On a day like Monday when the market drifted down slowly, Jim Cramer was inclined to agree with Donald Trump's view of the stock market.
Last week, Trump told the Washington Post that there is a big bubble in the economy, and the stock market is inflated.
"It's worth pondering Mr. Trump's views because, whatever your political orientation, they make sense on many different levels and the conclusions are arguably right, at least for a certain group of people living in certain places, namely rich people living in expensive places," the "Mad Money" host said.
The stock market has had a huge run since it bottomed seven years ago, and many investors have made a significant amount of money if they invested in that generational low.
So, is there a bubble?
When Cramer looked at New York City real estate, it certainly felt like a bubble to him. This was particularly evident in Manhattan, where properties can easily sell for four or five times more than they would go for outside of the city.
Read more from Mad Money with Jim Cramer
Historically, interest rates are also much lower than where most expected them to be. Many Federal Reserve members are concerned about the bubble Trump mentioned. But, Trump pointed out that these rates aren't available to most people, unless they are rich. And while credit has loosened lately, Cramer found that judgment to be correct.
Trump also noted that the strong dollar is hurting stock investments. Again, Cramer agreed, but that doesn't mean he thinks Trump should be investing in stocks.

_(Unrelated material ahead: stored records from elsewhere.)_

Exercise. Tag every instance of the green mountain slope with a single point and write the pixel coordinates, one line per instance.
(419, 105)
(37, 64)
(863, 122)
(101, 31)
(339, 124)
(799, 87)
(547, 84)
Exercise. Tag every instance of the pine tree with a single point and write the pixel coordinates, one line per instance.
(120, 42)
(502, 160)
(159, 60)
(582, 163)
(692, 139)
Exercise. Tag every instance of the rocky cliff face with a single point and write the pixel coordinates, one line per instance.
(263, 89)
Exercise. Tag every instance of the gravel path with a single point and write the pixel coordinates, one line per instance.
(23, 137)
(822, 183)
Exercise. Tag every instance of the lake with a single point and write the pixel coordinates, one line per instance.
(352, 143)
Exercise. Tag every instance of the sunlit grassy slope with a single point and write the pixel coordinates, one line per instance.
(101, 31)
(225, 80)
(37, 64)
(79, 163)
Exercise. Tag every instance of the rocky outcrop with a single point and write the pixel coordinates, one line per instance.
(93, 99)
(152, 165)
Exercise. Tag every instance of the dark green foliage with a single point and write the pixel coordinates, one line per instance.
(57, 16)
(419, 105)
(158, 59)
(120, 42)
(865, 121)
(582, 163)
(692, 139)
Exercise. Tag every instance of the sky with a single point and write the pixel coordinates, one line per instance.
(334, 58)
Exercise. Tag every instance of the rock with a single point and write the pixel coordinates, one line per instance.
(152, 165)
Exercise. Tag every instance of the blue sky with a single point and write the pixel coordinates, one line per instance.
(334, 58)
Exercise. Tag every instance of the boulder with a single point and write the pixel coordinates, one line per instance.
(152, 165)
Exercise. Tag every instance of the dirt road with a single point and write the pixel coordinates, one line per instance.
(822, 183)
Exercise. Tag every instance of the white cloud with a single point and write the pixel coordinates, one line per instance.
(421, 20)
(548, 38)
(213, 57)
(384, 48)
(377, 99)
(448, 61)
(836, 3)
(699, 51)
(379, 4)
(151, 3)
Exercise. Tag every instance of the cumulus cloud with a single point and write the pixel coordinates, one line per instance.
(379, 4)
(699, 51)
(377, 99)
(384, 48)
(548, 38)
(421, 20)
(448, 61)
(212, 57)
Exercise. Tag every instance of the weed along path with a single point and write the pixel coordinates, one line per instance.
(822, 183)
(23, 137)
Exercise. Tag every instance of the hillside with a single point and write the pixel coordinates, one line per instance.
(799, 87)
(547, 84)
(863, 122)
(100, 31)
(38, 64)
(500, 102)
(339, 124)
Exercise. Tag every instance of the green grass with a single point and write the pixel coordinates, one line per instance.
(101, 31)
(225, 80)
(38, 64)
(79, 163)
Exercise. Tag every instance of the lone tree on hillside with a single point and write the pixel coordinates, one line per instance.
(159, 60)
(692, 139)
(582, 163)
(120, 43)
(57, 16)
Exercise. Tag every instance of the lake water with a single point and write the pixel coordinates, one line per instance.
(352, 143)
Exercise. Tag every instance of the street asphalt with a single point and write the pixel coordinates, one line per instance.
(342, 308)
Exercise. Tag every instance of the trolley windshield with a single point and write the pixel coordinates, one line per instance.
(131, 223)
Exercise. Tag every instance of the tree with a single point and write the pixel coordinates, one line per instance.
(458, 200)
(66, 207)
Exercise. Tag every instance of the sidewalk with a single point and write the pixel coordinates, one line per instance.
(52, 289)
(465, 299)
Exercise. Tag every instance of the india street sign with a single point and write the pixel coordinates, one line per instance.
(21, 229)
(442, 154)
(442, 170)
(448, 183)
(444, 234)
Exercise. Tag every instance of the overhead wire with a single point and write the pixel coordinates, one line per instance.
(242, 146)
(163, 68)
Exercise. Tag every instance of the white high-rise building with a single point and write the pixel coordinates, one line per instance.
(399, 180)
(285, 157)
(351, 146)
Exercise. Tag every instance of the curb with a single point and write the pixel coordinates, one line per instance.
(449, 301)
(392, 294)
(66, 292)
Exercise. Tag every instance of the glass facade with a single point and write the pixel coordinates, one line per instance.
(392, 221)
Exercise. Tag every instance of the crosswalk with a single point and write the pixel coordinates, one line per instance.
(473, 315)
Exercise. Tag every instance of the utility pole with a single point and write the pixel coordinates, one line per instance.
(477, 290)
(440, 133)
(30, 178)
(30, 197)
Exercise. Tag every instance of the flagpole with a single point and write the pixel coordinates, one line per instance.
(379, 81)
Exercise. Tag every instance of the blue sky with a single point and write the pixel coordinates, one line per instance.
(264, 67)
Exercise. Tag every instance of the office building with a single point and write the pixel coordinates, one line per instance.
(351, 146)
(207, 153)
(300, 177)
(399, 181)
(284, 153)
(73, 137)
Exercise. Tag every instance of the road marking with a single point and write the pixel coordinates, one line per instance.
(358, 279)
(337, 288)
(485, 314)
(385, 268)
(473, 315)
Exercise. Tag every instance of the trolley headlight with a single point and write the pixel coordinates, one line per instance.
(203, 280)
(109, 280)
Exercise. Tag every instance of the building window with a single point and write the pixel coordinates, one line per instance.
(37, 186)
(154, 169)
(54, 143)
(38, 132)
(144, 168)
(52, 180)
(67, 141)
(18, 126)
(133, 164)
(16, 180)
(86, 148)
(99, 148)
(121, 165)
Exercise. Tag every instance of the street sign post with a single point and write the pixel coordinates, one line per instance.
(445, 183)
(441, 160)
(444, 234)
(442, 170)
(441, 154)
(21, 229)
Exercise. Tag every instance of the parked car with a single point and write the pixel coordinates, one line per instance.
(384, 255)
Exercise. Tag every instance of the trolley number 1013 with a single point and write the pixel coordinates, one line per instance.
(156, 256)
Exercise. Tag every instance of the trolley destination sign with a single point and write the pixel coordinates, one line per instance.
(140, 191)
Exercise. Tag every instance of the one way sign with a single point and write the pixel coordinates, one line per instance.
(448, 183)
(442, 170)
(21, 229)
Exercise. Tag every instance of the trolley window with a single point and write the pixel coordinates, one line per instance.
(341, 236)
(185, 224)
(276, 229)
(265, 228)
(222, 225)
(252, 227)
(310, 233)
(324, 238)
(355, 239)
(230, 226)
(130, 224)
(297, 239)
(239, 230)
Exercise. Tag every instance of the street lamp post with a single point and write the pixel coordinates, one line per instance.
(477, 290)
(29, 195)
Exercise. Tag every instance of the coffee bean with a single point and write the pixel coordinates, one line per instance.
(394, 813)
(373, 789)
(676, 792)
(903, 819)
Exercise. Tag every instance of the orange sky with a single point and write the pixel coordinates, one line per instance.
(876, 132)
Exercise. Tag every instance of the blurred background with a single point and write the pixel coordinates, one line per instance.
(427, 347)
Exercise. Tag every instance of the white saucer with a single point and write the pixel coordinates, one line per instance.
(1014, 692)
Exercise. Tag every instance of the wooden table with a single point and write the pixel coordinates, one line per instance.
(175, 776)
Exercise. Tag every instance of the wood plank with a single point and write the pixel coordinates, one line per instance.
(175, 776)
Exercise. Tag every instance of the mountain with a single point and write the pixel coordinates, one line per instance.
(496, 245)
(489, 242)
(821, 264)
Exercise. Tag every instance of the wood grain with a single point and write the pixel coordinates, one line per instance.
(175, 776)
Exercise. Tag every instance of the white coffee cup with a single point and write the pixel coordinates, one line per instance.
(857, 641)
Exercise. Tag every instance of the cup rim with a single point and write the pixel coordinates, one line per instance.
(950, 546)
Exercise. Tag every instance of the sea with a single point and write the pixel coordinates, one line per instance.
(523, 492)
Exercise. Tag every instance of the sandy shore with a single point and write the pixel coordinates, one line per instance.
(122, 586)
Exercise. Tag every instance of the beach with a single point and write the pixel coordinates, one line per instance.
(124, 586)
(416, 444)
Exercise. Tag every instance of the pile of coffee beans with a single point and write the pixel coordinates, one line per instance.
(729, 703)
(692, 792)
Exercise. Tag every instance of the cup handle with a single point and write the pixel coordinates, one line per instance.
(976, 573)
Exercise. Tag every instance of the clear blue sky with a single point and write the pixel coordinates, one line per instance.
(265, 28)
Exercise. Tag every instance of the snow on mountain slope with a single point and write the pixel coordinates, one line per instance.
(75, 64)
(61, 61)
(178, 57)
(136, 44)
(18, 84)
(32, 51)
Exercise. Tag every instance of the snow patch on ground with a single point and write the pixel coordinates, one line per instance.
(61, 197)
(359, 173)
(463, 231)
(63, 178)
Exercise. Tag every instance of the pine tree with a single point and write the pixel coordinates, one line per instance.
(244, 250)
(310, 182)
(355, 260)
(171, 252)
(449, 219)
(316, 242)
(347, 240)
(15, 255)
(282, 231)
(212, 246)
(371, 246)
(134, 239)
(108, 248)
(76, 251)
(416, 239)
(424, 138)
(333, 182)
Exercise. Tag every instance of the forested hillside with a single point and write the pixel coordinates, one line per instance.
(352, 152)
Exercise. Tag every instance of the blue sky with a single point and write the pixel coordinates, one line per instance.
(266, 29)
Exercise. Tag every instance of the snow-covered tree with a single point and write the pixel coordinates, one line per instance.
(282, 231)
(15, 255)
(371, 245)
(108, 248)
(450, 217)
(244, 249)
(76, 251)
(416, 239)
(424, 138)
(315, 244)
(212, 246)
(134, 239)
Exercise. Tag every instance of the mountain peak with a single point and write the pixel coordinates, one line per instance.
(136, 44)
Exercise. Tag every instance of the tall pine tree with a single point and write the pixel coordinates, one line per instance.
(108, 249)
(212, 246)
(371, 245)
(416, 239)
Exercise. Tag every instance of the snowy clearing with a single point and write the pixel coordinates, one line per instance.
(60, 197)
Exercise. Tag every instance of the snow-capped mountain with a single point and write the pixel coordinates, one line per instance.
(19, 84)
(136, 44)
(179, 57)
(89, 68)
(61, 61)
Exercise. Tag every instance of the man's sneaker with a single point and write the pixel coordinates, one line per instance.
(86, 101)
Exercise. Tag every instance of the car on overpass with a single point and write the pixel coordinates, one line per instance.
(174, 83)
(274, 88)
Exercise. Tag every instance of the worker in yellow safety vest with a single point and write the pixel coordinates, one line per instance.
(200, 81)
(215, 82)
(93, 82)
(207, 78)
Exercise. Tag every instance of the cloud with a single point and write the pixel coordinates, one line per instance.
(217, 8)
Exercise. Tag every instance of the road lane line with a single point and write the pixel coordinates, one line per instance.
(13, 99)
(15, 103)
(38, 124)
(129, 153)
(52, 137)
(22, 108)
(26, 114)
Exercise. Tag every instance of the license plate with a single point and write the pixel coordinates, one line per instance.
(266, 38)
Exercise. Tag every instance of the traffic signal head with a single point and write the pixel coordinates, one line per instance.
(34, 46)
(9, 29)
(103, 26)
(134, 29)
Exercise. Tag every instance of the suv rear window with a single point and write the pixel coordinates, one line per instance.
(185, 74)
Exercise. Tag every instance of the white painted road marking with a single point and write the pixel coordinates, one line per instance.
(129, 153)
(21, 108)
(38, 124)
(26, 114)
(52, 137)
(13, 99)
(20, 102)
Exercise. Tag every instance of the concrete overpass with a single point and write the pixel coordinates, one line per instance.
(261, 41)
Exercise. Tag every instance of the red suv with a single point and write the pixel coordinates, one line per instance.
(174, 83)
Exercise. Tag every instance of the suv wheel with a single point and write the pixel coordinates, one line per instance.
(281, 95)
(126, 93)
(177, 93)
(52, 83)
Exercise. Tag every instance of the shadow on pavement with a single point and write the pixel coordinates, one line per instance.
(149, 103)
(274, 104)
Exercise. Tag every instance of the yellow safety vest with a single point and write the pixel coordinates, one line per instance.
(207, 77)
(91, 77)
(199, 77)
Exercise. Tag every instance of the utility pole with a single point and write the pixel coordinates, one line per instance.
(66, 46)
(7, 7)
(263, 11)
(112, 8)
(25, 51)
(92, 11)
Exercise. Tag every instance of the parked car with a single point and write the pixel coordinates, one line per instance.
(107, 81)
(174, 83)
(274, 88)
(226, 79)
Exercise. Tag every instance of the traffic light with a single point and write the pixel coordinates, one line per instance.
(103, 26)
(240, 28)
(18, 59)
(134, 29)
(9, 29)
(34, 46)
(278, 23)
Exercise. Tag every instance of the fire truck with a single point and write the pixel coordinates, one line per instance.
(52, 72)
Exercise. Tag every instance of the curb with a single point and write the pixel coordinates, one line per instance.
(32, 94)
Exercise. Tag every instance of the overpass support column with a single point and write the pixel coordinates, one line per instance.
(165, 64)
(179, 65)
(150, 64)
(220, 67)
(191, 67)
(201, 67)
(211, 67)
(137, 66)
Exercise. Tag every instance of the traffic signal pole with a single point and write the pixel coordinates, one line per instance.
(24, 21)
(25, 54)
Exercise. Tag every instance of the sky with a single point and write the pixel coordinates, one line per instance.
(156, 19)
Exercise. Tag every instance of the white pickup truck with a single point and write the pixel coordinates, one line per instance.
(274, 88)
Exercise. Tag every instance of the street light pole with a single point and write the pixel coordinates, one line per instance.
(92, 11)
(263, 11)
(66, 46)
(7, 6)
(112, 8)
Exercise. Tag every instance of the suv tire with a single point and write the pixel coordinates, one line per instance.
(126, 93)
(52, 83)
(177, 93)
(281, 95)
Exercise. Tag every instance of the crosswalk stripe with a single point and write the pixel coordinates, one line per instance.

"If the reports of Donald Trump's wealth are true, and I have no reason to doubt them, then he shouldn't even be in stocks at all, except for, perhaps some fun," Cramer said.
One of the most memorable lessons Cramer learned working at Goldman Sachs is that an investor only needs to get rich once. There is no point to taking the risk of owning stocks to make more money when you're already filthy rich. Those investors tend to buy bonds.
Every day, hot stocks soar and then crash back down a few weeks or months later.
"In that sense, I think Trump is right, stocks do have tremendous risk. I never want to minimize that risk," Cramer said.
For the vast majority of Americans, who are not rich and are unlikely to get rich from their jobs, Cramer recommended that investors, after putting away nest egg money, try to find stocks that have the capability to deliver outsized gains.
Ultimately, Cramer thinks Trump and many other individuals need to be careful about being too negative, given that there aren't many other options outside of stocks that offer the ability to make a lot of money in this economy.
"That is why I believe that, as long as you take a long-term view, put money away in an index fund, and then set some savings aside for smart, homework-derived investment ideas based on companies you know and love, it's worth braving all the bubble talk to invest in the stock market," Cramer said.
There will always be bubbles, Cramer added, and there will be times when stocks are stretched. But stocks still represent a better value for the average person. And that is why he says not to let the bubble-heads scare you away.